Notre plan d’action à Hysacam
Pour capitaliser la mission de Kigali à laquelle notre entreprise a participé, notre plan d’action veut privilégier les axes favorables et pertinents dans l’environnement Camerounais.

Le premier c’est la sensibilisation et les sanctions. Le gouvernement Rwandais a usé d’une forte sensibilisation des populations depuis 2012, afin de les faire intégrer les habitudes citadines, des sanctions ont été mises en place et appliquées par tout le monde, à tous les niveaux. Au Cameroun, les effets du désordre urbain sont récurrents et plombent la bonne continuité du service public de collecte des déchets.
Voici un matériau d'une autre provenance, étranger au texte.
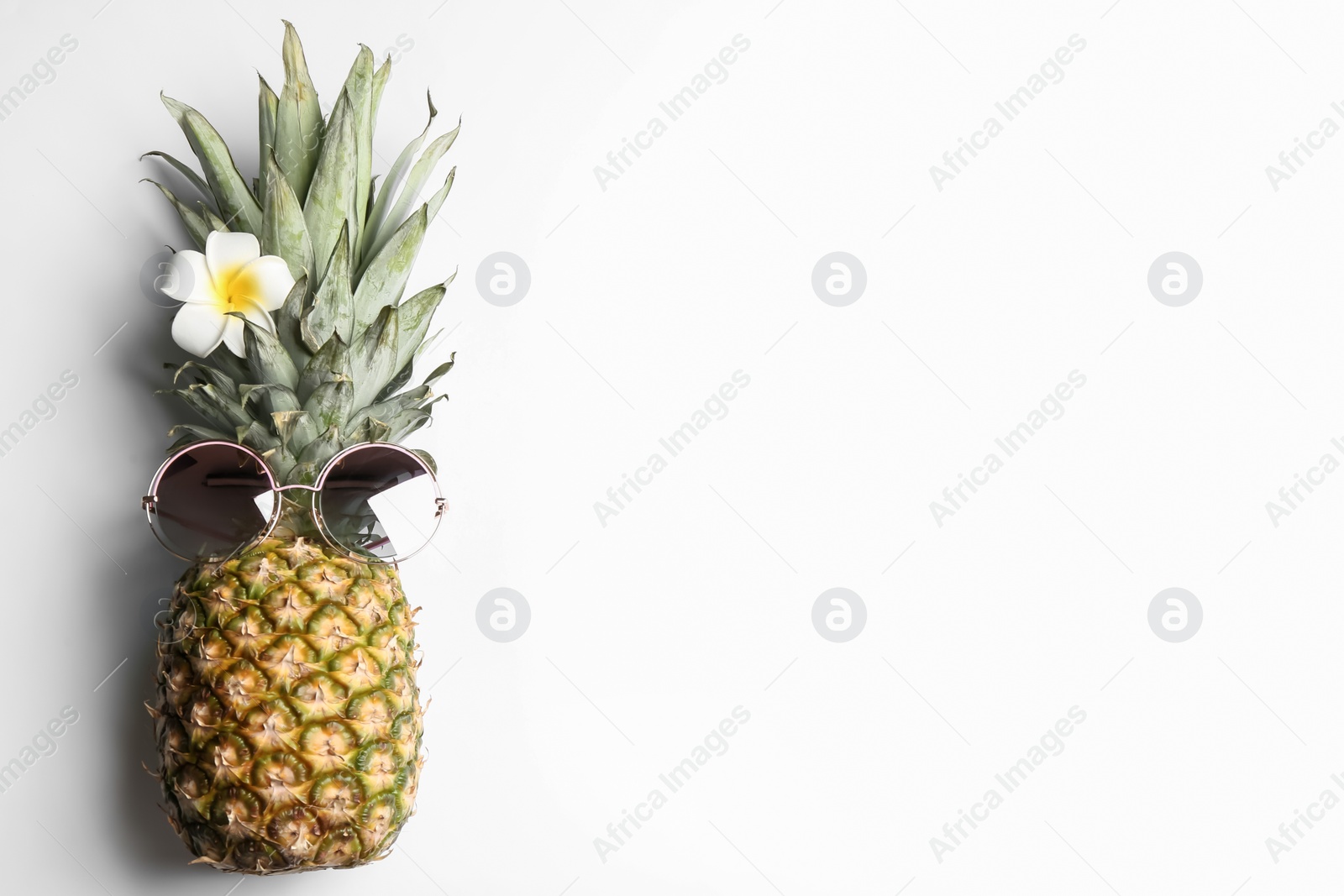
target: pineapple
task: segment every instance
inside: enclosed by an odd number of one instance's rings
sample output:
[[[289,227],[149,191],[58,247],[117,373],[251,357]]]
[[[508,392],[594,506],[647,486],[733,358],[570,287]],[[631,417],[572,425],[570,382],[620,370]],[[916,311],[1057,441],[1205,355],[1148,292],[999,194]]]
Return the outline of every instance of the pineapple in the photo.
[[[419,191],[457,129],[421,153],[426,125],[375,189],[374,121],[391,62],[375,70],[362,47],[325,121],[289,23],[284,63],[278,97],[261,81],[250,187],[215,129],[163,98],[204,176],[151,153],[200,196],[188,203],[156,185],[196,247],[212,231],[250,232],[296,281],[273,314],[276,333],[249,321],[245,357],[220,345],[177,367],[164,391],[202,418],[175,426],[169,450],[237,441],[261,453],[277,481],[312,484],[341,449],[396,442],[427,423],[434,386],[452,368],[407,388],[452,277],[402,294],[456,169],[427,200]],[[382,857],[413,811],[425,763],[415,610],[398,571],[329,548],[312,528],[309,497],[290,494],[310,497],[286,492],[266,540],[183,574],[161,625],[157,697],[146,704],[168,821],[196,861],[222,870]]]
Pour accompagner les mairies, Hysacam compte diffuser le programme des collectes dans les quartiers, afin que les populations sortent les déchets aux passages des Camions.
A moyen terme, nous avons développé une application digitale citoyenne, qui permettra à l’usager de suivre en temps réel l’arrivée du camion dans son quartier. Mais, la mise en œuvre par les mairies des sanctions aux contrevenants, l’appropriation par les ménages du concept de poubelle pour conditionner les déchets à domicile, avant les passages des camions, sont à notre avis, des préalables pour l’efficacité de cette stratégie.
Nous allons mobiliser nos personnels pour plus de professionnalisme et de proactivité dans la prise en compte des préoccupations des maires, notamment pour toutes ces zones pilotes qui ont été définies. Dans les délais, nous allons nous y atteler particulièrement.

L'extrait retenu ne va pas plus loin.